Data on willingness to provide sexual orientation when routinely collected in the ED are presented in Table 4. Patients and clinicians would be willing to provide or collect sexual orientation if assured of confidentiality (52.1% and 87.0%, respectively) or a private space (84.2% and 88.2%, respectively). Similarly, if sexual orientation is documented the same as other demographic questions (eg, race and education), 749 patients (49.4%) and 275 clinicians (64.1%) would be willing to provide or collect the data.
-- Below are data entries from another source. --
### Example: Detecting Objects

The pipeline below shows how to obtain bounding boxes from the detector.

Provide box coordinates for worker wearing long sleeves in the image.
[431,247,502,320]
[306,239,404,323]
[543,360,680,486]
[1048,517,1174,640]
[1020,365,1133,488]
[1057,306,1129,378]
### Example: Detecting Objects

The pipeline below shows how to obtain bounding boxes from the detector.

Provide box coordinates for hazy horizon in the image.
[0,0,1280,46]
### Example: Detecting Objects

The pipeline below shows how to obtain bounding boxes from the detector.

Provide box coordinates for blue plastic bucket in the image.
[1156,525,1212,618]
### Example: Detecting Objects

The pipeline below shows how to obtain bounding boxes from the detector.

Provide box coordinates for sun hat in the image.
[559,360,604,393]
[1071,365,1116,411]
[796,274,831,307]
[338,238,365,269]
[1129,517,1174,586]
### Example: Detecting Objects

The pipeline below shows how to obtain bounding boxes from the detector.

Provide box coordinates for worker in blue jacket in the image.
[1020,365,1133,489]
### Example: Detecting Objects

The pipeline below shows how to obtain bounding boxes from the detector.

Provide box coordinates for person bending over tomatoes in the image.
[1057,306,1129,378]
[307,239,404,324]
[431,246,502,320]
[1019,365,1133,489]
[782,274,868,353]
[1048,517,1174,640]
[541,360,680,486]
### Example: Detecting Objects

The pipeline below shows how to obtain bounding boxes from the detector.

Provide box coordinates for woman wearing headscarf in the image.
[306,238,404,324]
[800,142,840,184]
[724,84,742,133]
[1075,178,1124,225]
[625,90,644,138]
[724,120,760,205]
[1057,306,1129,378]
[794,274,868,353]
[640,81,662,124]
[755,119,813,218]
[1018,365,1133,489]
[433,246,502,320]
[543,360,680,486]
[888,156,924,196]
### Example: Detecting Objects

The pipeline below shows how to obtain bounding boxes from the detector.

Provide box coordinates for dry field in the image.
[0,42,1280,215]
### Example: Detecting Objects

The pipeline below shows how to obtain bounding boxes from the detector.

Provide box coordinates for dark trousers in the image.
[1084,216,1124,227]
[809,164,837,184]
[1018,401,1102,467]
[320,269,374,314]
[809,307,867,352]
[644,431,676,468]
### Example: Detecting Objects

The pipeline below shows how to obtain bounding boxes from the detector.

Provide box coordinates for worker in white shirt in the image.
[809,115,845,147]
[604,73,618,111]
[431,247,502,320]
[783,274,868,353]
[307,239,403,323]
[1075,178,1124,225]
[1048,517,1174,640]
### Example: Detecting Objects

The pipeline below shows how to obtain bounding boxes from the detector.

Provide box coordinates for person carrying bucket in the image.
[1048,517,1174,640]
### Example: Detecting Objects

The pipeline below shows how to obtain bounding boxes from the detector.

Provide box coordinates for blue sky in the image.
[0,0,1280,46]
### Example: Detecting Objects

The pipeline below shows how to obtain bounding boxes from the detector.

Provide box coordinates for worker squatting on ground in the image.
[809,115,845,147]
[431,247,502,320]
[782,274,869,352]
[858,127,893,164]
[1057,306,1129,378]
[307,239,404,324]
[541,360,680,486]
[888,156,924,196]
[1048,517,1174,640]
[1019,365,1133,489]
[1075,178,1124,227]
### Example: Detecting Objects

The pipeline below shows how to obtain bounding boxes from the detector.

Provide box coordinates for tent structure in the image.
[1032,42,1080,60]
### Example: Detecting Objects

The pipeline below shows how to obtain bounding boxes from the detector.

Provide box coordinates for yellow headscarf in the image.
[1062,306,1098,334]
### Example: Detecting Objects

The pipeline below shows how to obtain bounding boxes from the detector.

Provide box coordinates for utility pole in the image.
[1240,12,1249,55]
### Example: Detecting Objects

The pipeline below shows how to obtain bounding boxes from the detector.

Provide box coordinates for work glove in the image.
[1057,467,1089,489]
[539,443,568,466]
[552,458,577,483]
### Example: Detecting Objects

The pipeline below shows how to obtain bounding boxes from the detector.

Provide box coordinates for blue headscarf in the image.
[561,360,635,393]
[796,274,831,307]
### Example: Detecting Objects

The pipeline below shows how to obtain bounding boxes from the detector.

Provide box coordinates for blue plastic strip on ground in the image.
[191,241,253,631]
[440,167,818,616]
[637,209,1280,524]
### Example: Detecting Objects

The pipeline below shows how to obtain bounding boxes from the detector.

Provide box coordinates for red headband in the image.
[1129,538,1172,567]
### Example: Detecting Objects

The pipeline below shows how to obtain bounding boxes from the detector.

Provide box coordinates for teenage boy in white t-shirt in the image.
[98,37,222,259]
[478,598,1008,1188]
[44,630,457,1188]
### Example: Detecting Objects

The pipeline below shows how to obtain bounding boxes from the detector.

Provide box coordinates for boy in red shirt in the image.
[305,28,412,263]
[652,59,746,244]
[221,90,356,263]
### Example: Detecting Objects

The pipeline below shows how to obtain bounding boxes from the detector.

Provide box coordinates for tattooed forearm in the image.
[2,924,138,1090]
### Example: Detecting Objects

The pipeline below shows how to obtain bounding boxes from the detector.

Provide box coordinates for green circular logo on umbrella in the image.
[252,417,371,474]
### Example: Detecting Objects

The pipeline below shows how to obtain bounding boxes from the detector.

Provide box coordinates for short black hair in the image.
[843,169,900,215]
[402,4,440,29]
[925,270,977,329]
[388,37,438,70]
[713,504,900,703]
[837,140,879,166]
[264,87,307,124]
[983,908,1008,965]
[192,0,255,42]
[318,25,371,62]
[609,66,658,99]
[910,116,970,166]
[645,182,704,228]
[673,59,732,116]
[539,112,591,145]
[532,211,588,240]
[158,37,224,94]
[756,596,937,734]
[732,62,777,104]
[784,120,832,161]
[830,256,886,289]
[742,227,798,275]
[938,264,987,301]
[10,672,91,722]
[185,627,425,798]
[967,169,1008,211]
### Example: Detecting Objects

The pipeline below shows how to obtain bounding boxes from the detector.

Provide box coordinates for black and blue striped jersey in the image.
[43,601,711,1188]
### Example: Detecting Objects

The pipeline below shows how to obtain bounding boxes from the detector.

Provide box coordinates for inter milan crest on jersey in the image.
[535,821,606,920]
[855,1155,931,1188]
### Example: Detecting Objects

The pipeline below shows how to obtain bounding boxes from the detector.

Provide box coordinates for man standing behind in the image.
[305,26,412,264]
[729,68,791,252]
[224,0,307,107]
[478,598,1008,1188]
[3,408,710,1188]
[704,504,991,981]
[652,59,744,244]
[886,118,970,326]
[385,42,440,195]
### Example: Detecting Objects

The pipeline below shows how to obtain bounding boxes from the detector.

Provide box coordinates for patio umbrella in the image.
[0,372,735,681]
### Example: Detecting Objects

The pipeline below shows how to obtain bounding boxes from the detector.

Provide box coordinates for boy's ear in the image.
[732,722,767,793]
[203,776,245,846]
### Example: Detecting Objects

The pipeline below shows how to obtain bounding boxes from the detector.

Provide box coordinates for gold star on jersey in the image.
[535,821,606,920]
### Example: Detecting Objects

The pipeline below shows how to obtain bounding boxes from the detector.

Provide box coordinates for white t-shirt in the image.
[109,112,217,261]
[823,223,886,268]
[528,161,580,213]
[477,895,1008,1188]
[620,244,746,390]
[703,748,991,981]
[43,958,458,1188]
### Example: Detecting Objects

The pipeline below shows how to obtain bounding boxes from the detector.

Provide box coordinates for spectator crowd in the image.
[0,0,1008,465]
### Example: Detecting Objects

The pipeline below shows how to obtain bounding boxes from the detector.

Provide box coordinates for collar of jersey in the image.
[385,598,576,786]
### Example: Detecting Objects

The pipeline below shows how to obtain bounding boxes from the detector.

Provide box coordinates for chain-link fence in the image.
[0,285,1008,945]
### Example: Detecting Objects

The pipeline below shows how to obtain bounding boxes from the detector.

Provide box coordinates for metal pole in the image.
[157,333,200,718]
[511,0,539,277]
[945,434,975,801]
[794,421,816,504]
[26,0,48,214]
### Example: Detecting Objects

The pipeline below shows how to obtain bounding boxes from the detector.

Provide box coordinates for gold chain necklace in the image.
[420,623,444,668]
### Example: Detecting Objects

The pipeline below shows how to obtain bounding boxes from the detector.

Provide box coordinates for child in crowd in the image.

When asked whether they would be offended if sexual orientation data were routinely collected in the ED, 159 (10.7%) of all patients agreed. In contrast, 342 clinicians (79.8%) thought that patients would be offended if asked their sexual orientation in the ED. Similarly, 333 clinicians (77.8%) thought that patients would refuse to provide their sexual orientation in the ED; however, only 154 (10.3%) of all patients reported they would refuse to provide such information during an ED health care encounter.
In population-weighted results, 143 (10.1%) straight, 1 (4.8%), lesbian, 3 (12.0%) gay, and 5 (16.4%) bisexual patients would refuse to provide sexual orientation in the ED (Table 5); in examining between-group variation in refusal, significant differences were found between straight and bisexual individuals (χ2 = 5.82; P = .04), gay and lesbian individuals (χ2 = 8.72; P = .02), and lesbian and bisexual individuals (χ2 = 16.5; P < .001). No significant differences were found for refusal to provide sexual orientation by age, race, educational level, or marital status. In unadjusted logistic regression, bisexual patients had 1.73 times the odds of refusing to provide sexual orientation compared with straight patients (95% CI, 1.01-2.98; P = .048). Patients aged 60 years or older had 2.19 greater odds of refusing to provide sexual orientation information (95% CI, 1.04-4.62; P = .04). After adjustment for other demographic characteristics, only bisexual patients continued to have significantly increased odds of refusing to provide sexual orientation compared with straight patients (odds ratio, 2.40; 95% CI, 1.26-4.56; P = .008).
Both patients and clinicians indicated nonverbal self-report as their preferred method of sexual orientation information collection (eTable 2 in the Supplement). This preference was supported by the qualitative interviews, in which patients identified normalization and recognition as major facilitators of sexual orientation data collection.
The results of this study demonstrate that most Americans are willing to disclose sexual orientation in the ED setting. The nationally representative survey data are supported by in-depth qualitative interviews, which suggest discordance between patient and health care professional views on routine collection of SO; although most clinicians believe that patients will refuse to provide sexual orientation information, few patients reported that they would refuse to provide such information. Routine collection of sexual orientation data from all patients signals normalization of LGB minorities within society, and both patients and clinicians identify nonverbal self-report as the preferred method of collection.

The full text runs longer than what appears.